In Equador, they call me “The Swami.” In Romania, they call me “The Swami.” In Kazakhstan they call me “The Swami.” Guam? “The Swami.” Antarctica? You got it.
Yes, the world knows me by two names, but in the US of A, I’m simply Sumeet. Not “The Great Seer,” not “The Fortune Teller,” not “Mr. Foresight,” and certainly not “The Swami.” Damn that Chris Berman.
My psychic powers are world–renown and beyond compare. I called the Rams Super Bowl victory. I called Lance Armstrong’s two–peat. I called France’s World Cup Gold. I even called Virginia Tech’s trip to the national title. In fact, I know what you’re thinking at this very moment: “What the hell are you writing about, you bastard.”
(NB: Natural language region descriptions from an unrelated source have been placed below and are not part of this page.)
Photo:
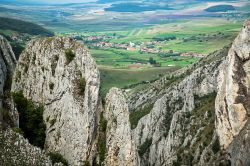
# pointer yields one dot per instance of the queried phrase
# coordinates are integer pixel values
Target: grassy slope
(23, 27)
(124, 77)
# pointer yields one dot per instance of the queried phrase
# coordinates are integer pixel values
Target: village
(103, 42)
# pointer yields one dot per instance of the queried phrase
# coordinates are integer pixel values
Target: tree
(152, 61)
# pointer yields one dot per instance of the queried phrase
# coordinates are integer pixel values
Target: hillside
(23, 27)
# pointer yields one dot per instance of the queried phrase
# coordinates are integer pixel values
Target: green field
(121, 78)
(204, 36)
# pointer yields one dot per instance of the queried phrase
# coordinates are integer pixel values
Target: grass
(145, 147)
(57, 158)
(135, 116)
(120, 78)
(70, 55)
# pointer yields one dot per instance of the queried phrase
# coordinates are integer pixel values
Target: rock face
(233, 100)
(15, 150)
(180, 125)
(7, 64)
(197, 116)
(60, 74)
(120, 145)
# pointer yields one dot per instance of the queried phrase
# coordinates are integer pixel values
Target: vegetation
(125, 78)
(51, 86)
(135, 7)
(203, 112)
(6, 117)
(135, 116)
(52, 122)
(216, 146)
(17, 130)
(101, 145)
(23, 27)
(70, 55)
(57, 158)
(82, 84)
(31, 120)
(145, 147)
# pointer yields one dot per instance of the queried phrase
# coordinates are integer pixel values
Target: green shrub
(57, 158)
(31, 120)
(6, 116)
(51, 85)
(101, 146)
(135, 116)
(70, 55)
(52, 122)
(216, 146)
(17, 130)
(86, 163)
(145, 147)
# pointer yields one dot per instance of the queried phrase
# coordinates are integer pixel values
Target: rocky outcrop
(196, 116)
(7, 64)
(7, 67)
(15, 150)
(179, 127)
(120, 144)
(60, 74)
(233, 100)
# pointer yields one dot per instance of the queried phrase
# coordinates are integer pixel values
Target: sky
(56, 1)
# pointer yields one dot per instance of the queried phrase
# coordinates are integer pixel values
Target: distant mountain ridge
(23, 27)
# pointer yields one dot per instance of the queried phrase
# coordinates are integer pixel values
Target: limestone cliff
(120, 145)
(60, 74)
(233, 100)
(181, 120)
(15, 150)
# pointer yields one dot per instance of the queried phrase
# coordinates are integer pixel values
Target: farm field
(202, 36)
(123, 78)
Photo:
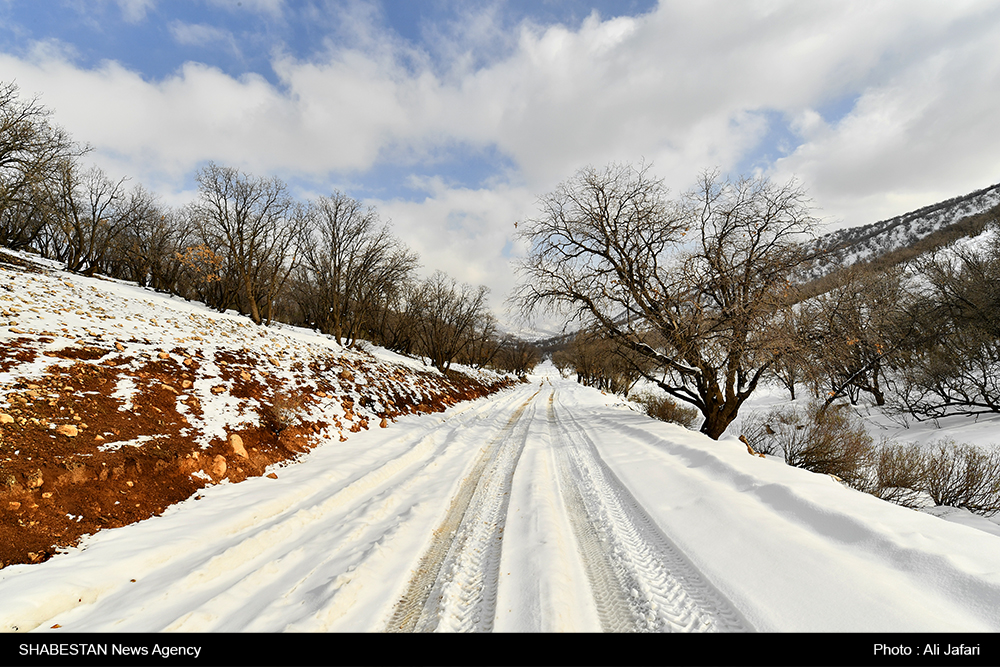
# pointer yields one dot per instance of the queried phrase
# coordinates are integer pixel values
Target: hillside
(908, 234)
(116, 402)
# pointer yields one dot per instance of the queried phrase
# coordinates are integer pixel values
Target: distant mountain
(907, 235)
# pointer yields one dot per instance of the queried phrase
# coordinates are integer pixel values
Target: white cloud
(199, 34)
(273, 8)
(134, 11)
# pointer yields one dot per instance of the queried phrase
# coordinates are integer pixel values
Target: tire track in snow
(292, 527)
(640, 579)
(455, 585)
Well, after this final week of brilliant sports coverage by the Sun, the Big Red teams will be left underrepresented for five weeks. For 35 days of agony, no one will know how badly the polo teams won, or how badly the basketball teams lost. The wrestling team’s feats will be left on the mats and the hockey teams’ successes will only remain folk tales, traveling by word of mouth.
So to help all tall and small, I’ve decided to tell you what’s going to happen in the coming month – because I already know. The gymnastics George Washington Invitational? Already seen it. The Utah State Basketball Tournament? Saw it three times – a thriller to say the least. And hockey’s Holiday Tournament is Must See T.V. at its best (Check out ESPN18, it’s a blast). So here you have it, the Real Swami’s Winter Picks:
In a wild turn of events, the men’s basketball team starts winning games — outside of its own practices. Ka’Ron Barnes, who made Michigan State’s Spartans look like Homer’s Trojans, runs over and through Princeton and Pennsylvania. The team shocks a nation’s conscience (unfortunately not America’s), going 10-0 on the break and 2-0 heading into Ivy play. The women’s basketball team matches the men win for win, sinking Princeton and Columbia en route to its own 10-0 winter record.
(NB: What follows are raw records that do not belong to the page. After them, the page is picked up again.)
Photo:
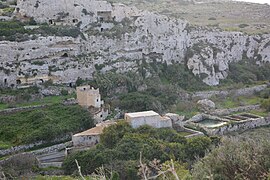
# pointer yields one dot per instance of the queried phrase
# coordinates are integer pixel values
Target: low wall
(13, 110)
(223, 112)
(51, 164)
(235, 92)
(25, 147)
(240, 126)
(194, 133)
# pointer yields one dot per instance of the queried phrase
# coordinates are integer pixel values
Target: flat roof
(96, 130)
(142, 114)
(93, 131)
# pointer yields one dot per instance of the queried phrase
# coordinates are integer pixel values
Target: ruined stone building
(150, 118)
(90, 98)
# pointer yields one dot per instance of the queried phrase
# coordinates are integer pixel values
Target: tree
(236, 159)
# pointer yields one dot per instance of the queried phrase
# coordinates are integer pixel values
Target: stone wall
(14, 110)
(234, 92)
(85, 140)
(25, 147)
(223, 112)
(241, 126)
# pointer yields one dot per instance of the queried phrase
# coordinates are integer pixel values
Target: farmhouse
(150, 118)
(91, 136)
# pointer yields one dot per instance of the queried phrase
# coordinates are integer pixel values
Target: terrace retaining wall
(240, 126)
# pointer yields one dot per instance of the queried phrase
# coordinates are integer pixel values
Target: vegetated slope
(45, 124)
(236, 158)
(232, 16)
(120, 147)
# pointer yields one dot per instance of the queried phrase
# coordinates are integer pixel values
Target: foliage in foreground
(43, 124)
(121, 145)
(236, 159)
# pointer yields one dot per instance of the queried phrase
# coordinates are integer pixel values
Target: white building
(150, 118)
(91, 136)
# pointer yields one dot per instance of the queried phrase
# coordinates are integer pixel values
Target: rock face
(117, 37)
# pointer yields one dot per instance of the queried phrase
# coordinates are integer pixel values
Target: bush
(122, 144)
(235, 159)
(266, 105)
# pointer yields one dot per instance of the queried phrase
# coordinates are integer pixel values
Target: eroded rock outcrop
(117, 37)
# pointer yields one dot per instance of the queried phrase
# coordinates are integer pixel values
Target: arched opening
(18, 81)
(50, 21)
(65, 55)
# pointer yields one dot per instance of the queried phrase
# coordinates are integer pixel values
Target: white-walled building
(91, 136)
(150, 118)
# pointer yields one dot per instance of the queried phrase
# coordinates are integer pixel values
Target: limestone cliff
(117, 37)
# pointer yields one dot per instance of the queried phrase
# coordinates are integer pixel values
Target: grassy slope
(42, 124)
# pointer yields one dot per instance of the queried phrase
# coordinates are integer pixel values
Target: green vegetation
(121, 145)
(231, 102)
(15, 31)
(231, 16)
(158, 91)
(46, 124)
(247, 72)
(236, 158)
(266, 105)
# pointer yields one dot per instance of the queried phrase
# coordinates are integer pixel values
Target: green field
(42, 124)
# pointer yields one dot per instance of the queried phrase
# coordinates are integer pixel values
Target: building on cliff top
(150, 118)
(90, 98)
(91, 136)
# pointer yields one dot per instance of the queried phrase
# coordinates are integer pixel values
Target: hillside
(250, 18)
(103, 37)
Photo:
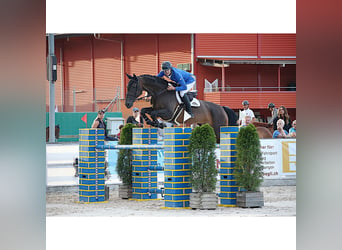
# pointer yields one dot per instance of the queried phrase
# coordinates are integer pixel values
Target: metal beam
(52, 93)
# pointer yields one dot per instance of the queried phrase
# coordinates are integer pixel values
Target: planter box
(125, 191)
(203, 200)
(249, 199)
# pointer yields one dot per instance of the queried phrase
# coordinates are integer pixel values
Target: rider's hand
(170, 87)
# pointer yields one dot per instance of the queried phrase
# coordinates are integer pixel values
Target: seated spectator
(136, 118)
(280, 132)
(293, 132)
(246, 111)
(274, 112)
(282, 114)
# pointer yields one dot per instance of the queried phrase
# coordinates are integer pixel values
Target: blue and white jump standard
(91, 166)
(228, 186)
(177, 168)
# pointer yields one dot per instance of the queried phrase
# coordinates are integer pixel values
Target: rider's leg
(186, 100)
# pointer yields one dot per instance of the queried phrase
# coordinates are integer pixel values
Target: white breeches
(188, 87)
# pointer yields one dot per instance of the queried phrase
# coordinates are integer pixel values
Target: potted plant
(124, 163)
(248, 171)
(203, 176)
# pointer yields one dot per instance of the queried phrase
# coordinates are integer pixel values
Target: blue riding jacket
(179, 76)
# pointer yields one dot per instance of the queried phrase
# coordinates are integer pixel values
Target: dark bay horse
(164, 104)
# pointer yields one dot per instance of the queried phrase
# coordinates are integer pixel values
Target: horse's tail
(232, 117)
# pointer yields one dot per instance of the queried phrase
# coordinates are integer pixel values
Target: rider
(185, 79)
(274, 112)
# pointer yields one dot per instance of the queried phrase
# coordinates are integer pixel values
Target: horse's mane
(158, 79)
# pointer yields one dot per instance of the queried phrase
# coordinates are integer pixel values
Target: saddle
(192, 98)
(193, 101)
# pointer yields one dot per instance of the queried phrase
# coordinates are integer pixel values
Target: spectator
(274, 112)
(99, 123)
(282, 114)
(118, 134)
(245, 112)
(280, 132)
(292, 131)
(248, 120)
(136, 118)
(185, 80)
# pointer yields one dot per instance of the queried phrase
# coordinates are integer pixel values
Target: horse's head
(133, 90)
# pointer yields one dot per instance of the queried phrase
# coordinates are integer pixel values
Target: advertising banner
(278, 158)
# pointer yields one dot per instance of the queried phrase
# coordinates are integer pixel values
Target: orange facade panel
(78, 74)
(246, 46)
(257, 100)
(140, 54)
(277, 46)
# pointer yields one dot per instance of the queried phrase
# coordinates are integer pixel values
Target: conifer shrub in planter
(249, 171)
(203, 169)
(124, 163)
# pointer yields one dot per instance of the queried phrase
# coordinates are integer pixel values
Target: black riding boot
(187, 105)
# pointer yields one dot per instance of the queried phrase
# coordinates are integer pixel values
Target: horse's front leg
(160, 113)
(145, 111)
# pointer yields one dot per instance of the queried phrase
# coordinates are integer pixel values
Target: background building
(230, 68)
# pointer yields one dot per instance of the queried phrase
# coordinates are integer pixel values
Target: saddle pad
(194, 103)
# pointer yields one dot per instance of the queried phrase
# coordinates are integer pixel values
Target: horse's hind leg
(160, 113)
(145, 111)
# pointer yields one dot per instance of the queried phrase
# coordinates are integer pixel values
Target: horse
(164, 105)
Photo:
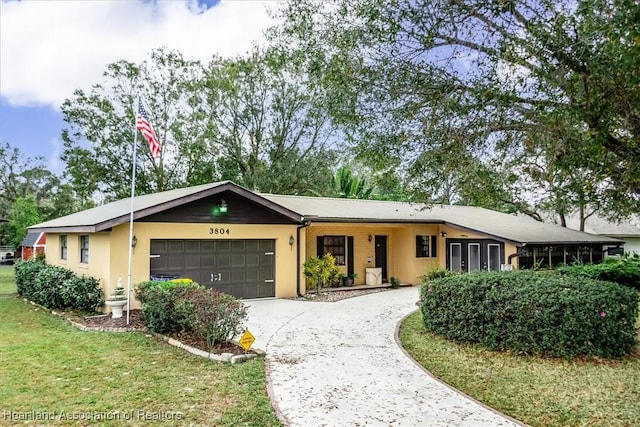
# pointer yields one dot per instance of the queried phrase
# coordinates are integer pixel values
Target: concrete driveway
(338, 364)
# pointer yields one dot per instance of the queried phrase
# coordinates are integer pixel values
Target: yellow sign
(246, 340)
The squash teams start cooking up winning streaks that would make international star Leilani Joyce proud. (Little do the rest of the Ivies know that freshman Lisa Marx is really Leilani in disguise.) And as the men’s team records the upset of the century in downing Harvard, the crowd storms the court and tears down anything it can get its hands on. Finding nothing, it tears down the wall.
The men’s and women’s ice hockey teams make winning their middle names: the Cornell Big Winning Red. Each then racks up eight wins (and no losses). Meanwhile, the swimming teams’ make ‘Good at Swimming’ their middle names, drowning everybody from here to Binghamton.
The fencing team rides a wave of spirit to the NIFWA Championship title. Cornell’s big E’s, Ellyn Rajfer and Elinor Granzow are suddenly unstoppable. (Little do the rest of the Ivies know that Ellyn is really Zorro in disguise.)
The men’s and women’s polo teams make history by taking Yale across the 100–goal mark. In the first chukker. Without even showing up. Skidmore and Connecticut present amusing matchups as well. Skidmore decides to come back for an equestrian smack–down, and gets pummeled.
The wrestling team takes on and takes down three states in compiling a lossless month. To Nevada, New York, and my own Virginia: I feel sorry for you.
So I guess you could summarize the next month in one word: undefeated.
What have I been smoking you wonder? Ah, but who is the psychic one now?